Después, dejó salir a Murphy otra vez, antes de encerrarlo en la cocina y dirigirse ella también al piso de arriba.


Cuando entró en su dormitorio, oyó que Pedro cerraba la ducha y que salía del baño para dirigirse a su habitación.


Paula tardó horas en dormirse y, cuando despertó, oyó que Pedro abría la puerta trasera y llamaba al perro.


Acababa de amanecer y, al mirar por la ventana, vio que él se dirigía hacia el puente del río vestido con pantalón de chándal, zapatillas de deporte y camiseta. Y que Murphy corría a su lado.


No sabía qué sucedía, pero tenía la sensación de que algo iba mal y de que no era lo evidente. Tenía la sensación de que ocurría algo más, algo que no sabía, y tampoco sabía si podía preguntar.

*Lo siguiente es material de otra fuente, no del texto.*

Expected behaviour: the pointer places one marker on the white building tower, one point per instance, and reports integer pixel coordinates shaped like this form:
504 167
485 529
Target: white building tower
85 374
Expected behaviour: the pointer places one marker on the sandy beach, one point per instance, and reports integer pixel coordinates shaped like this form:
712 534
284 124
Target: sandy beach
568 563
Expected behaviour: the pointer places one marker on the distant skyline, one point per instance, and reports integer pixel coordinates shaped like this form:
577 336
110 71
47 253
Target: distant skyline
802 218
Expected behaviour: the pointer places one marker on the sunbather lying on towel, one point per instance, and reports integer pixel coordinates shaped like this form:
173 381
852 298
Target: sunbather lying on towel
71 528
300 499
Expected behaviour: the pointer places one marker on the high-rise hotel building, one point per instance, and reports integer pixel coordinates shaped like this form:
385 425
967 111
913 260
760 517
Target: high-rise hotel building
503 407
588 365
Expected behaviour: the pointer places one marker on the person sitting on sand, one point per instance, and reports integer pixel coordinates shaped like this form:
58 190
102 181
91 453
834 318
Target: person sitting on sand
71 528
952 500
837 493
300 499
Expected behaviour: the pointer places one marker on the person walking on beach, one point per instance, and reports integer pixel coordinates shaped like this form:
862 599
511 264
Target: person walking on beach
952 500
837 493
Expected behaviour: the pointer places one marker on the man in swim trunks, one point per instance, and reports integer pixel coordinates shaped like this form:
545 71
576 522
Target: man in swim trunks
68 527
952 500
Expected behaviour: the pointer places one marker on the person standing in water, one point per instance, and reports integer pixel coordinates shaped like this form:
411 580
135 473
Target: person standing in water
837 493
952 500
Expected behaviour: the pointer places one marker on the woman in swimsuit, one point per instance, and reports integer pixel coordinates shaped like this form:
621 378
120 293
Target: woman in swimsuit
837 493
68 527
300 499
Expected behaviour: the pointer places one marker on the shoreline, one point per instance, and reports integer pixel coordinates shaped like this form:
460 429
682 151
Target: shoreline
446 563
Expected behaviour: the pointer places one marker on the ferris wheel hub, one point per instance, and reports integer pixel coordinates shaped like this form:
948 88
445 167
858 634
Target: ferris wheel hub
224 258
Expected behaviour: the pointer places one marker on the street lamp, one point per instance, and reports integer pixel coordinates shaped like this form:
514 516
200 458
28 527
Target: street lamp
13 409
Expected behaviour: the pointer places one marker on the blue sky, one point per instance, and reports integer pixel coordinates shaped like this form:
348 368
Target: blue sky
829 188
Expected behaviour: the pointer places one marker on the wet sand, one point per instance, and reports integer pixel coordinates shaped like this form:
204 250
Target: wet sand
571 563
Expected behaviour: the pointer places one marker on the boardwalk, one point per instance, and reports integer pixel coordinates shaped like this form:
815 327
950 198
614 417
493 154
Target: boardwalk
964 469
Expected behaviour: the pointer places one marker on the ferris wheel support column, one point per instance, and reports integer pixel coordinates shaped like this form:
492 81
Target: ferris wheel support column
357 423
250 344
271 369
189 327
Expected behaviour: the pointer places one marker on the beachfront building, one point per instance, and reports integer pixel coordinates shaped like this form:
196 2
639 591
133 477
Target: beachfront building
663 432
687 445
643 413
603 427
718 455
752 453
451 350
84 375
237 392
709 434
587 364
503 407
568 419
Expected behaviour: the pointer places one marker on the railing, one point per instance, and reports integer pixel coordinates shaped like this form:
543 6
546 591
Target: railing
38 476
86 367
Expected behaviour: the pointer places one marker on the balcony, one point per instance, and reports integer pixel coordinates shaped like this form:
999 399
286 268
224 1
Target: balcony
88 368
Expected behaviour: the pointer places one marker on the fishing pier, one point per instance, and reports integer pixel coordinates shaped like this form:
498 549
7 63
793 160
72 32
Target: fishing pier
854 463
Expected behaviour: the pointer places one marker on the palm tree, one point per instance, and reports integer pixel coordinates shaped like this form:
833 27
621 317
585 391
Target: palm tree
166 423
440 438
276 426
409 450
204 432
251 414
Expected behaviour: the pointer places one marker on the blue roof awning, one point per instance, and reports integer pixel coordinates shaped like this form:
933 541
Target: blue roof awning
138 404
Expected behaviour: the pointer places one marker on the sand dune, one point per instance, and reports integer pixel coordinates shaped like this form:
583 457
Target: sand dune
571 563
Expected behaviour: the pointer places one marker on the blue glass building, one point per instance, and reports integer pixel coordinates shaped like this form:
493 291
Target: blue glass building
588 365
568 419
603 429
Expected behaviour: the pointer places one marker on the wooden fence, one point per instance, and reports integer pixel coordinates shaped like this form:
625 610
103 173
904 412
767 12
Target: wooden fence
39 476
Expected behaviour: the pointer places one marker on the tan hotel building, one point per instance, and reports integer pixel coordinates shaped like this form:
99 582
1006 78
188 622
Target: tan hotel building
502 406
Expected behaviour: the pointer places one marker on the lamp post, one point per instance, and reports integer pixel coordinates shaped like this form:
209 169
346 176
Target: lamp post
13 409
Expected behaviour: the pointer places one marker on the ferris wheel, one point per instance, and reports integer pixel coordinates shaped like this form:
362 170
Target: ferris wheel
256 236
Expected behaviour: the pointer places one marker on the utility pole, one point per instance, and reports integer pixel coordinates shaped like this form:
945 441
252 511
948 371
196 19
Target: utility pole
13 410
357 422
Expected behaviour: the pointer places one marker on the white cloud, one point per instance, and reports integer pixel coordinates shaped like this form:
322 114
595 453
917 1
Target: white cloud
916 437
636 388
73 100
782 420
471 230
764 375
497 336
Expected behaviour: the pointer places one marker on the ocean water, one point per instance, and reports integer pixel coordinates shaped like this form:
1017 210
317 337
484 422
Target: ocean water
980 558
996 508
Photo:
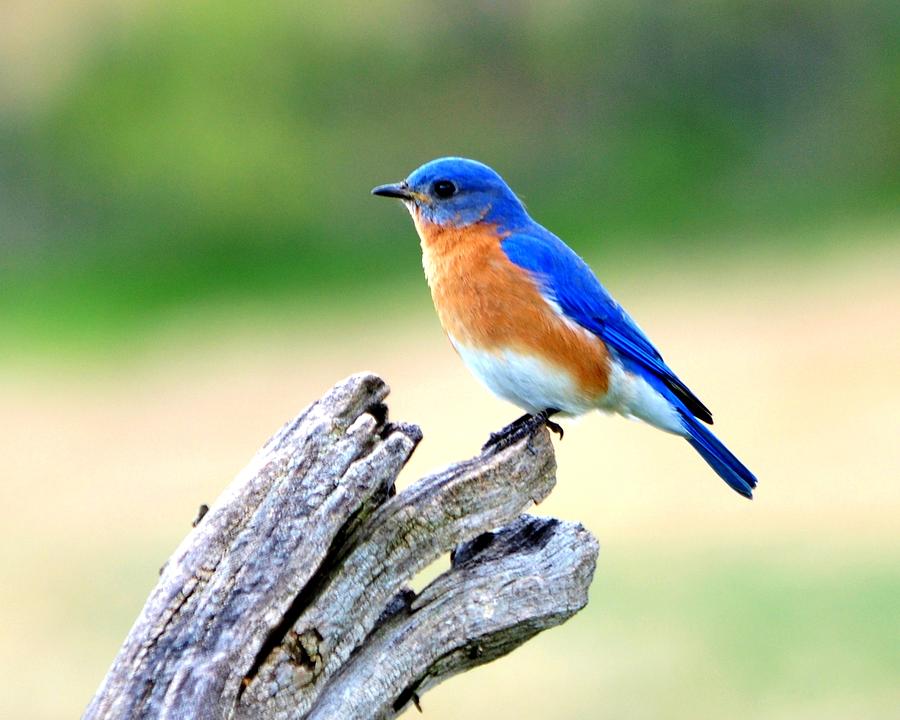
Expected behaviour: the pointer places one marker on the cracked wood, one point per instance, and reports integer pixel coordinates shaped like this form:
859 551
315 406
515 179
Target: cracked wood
288 599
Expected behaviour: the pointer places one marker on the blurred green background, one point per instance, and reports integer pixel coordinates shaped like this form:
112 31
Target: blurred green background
189 254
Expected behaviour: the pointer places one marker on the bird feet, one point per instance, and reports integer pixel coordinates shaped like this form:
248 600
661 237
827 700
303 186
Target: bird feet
521 428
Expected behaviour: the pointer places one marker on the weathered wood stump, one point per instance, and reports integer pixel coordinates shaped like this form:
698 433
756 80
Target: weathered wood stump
288 599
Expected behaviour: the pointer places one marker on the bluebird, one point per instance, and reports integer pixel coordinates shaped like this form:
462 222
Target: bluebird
531 320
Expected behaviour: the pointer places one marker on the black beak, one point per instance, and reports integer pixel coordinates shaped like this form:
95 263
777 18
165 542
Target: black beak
398 190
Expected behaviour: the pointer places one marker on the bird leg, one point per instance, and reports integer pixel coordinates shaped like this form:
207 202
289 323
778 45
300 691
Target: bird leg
521 428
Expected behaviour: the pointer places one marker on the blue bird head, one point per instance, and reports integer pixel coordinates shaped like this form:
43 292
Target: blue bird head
457 192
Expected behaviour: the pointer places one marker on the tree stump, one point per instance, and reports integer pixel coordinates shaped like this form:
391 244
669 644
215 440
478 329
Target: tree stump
288 599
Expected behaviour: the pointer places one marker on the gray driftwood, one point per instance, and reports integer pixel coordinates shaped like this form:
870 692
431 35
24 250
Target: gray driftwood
289 600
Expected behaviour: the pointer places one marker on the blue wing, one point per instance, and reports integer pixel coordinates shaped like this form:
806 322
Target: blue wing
567 279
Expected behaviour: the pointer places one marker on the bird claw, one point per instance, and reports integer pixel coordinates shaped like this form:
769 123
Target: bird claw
521 428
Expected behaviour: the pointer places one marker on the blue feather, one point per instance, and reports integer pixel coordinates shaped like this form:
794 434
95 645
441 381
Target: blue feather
567 280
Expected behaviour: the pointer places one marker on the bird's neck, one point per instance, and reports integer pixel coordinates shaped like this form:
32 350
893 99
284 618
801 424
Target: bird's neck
449 253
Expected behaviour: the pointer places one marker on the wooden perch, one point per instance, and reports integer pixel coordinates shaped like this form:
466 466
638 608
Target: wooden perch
288 598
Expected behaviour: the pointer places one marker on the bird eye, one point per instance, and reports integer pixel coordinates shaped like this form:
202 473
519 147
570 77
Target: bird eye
444 188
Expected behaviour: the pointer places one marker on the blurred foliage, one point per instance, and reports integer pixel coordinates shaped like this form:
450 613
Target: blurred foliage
212 151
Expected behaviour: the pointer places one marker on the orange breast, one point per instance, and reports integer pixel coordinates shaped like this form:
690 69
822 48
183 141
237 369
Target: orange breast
485 301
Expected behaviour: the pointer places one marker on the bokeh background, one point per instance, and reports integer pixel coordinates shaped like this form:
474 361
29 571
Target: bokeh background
189 255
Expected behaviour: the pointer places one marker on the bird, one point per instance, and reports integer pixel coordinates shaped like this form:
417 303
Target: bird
530 319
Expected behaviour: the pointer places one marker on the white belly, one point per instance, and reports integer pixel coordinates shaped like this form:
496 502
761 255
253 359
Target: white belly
536 385
526 381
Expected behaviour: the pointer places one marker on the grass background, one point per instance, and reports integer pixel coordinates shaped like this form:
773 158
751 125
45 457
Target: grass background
188 255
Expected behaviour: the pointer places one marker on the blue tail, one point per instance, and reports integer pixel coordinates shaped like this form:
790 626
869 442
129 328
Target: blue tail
719 457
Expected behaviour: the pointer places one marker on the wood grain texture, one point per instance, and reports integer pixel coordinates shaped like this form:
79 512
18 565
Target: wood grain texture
289 600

Probablemente no. La noche anterior, Pedro había estado muy distante. A lo mejor se lo contaba cuando llegara el momento. Pero había una cosa evidente: Pedro no estaba a gusto, y vivir con él durante dos semanas iba a resultar interesante. Por no mencionar frustrante, descorazonador y doloroso.


Sólo esperaba que mereciera la pena.